In its 2010 document, Evolving Models of Behavioral Health Integration in Primary Care, the Milbank Memorial Fund offered numerous examples of the care integration approaches that have evolved over the past twenty years. 

And while care integration has been slow to gain traction, that is about to change as a result of the Affordable Care Act.

Access to insurance despite pre-existing conditions, prohibitions on rescinding coverage after a person gets a chronic disease, and greater parity in health and behavioral health benefits are three reasons why, from a consumer perspective. 

More billing options and better reimbursement rates for primary care providers offering behavioral health screening and support services are two reasons why, from a provider perspective.

And the call for early intervention to prevent future tragedies is one big reason why, from a purely political perspective.

This week and next, I have the good fortune of being witness to two cutting-edge integration initiatives that reflect our changing environment. 

I serve on the Board of Directors of the Jerome Golden Center for Behavioral Health, and this week attended the grand opening of its new primary care clinic.

For the first time in its forty year existence, this safety net community mental health center will offer formal primary care services in the same location in which it offers behavioral health services.  Patients will benefit from one-stop shopping, and receive monitoring and treatment for health conditions as they are treated for behavioral illnesses. 

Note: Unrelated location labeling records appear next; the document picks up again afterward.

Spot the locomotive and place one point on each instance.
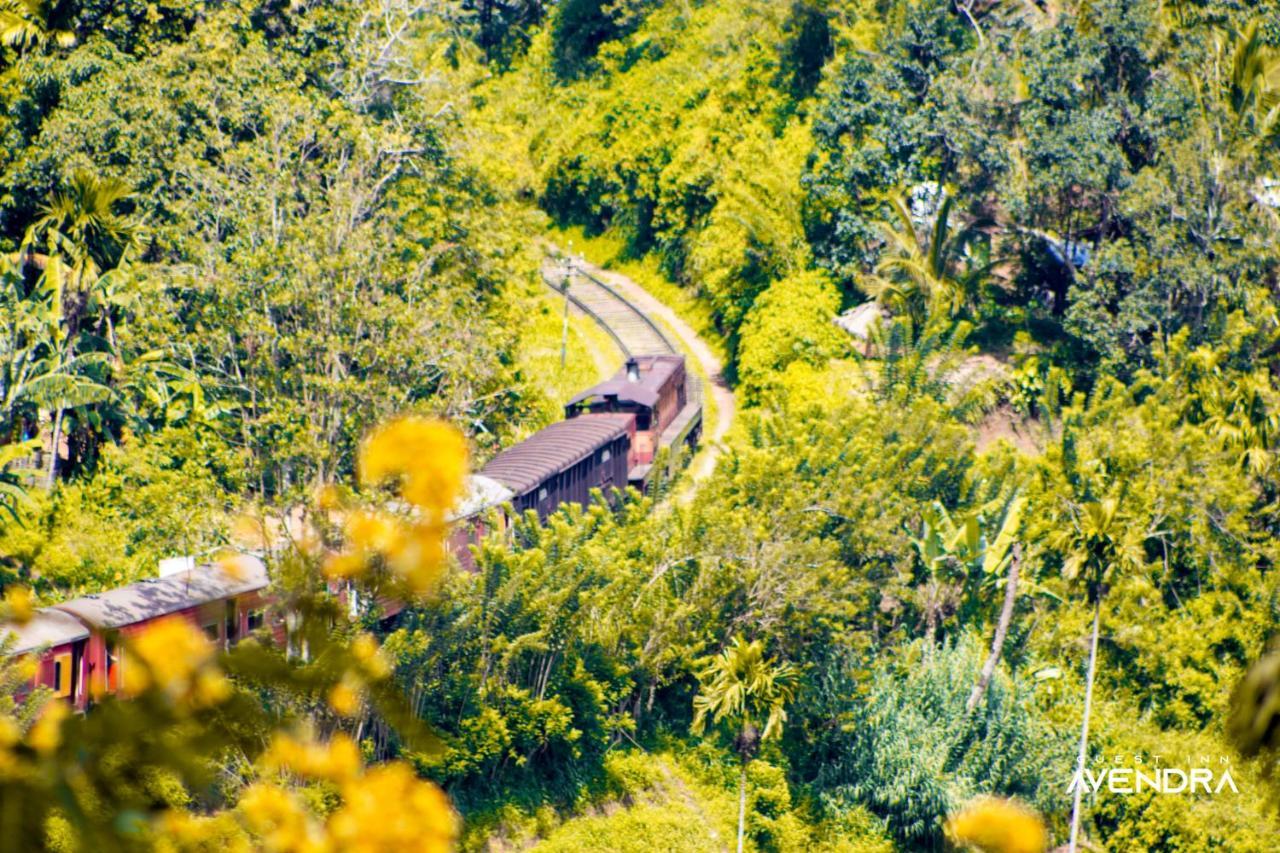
(611, 437)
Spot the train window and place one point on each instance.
(63, 675)
(113, 667)
(232, 623)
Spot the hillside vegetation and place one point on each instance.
(241, 235)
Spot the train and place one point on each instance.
(76, 643)
(611, 437)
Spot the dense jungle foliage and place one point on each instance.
(1040, 487)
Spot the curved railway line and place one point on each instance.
(626, 313)
(631, 329)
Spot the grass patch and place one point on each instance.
(609, 251)
(590, 355)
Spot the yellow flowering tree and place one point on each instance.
(250, 749)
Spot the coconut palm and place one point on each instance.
(1098, 544)
(744, 688)
(78, 240)
(926, 277)
(32, 23)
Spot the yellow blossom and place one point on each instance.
(428, 456)
(421, 819)
(995, 825)
(46, 734)
(18, 605)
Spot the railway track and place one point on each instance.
(632, 331)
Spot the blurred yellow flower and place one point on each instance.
(46, 734)
(428, 456)
(18, 605)
(337, 761)
(995, 825)
(370, 656)
(28, 667)
(280, 821)
(420, 817)
(344, 697)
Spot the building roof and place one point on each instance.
(859, 320)
(46, 628)
(483, 492)
(554, 448)
(158, 597)
(656, 372)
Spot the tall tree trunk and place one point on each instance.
(997, 643)
(53, 455)
(741, 806)
(1084, 726)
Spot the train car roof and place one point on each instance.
(483, 492)
(46, 628)
(161, 596)
(644, 391)
(554, 448)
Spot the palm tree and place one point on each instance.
(13, 492)
(31, 23)
(83, 237)
(1098, 544)
(745, 688)
(926, 277)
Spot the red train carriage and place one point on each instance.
(652, 388)
(470, 520)
(59, 642)
(565, 461)
(72, 638)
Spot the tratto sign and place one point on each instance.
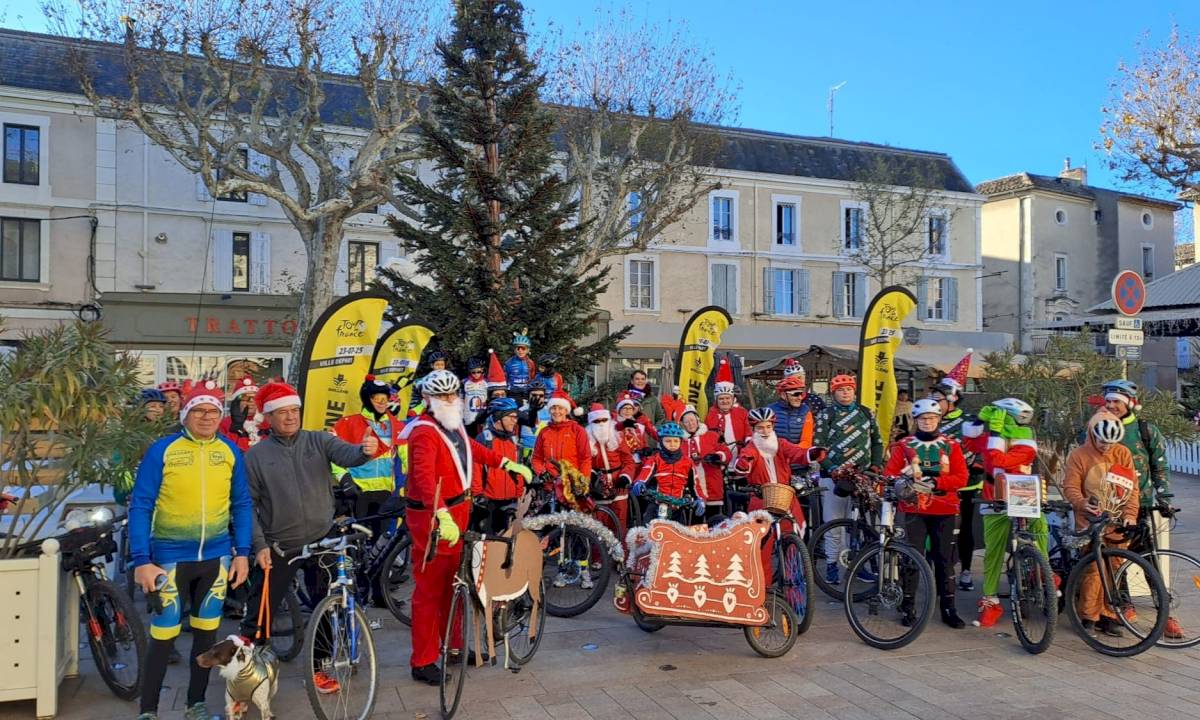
(1128, 293)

Integrating health services into behavioral health services in this way is a far less common approach to integration than doing it the other way around.  HRSA, for example, notes that 70 percent of community health centers offer at least some mental health services.  But some people – especially those with serious mental illnesses – often access only behavioral health providers, because they are reluctant or unable to seek out care in multiple locations.

And in the coming week, I’ll be at the annual meeting of Mental Health America for a presentation by the Mental Health Association of Palm Beach County about its Be Merge initiative.  Through Be Merge and related initiatives, MHAPBC is training primary care and mental health providers to work together in any model to integrate health and behavioral health services.

The initiative has won Mental Health America’s 2013 Innovation in Programming Award, and is clearly ready for prime time.  MHAPBC has made the training and toolkit available online through the University of South Florida, for use by agencies and providers throughout the nation.

As these two initiatives show, integration has finally arrived.  Better late than never.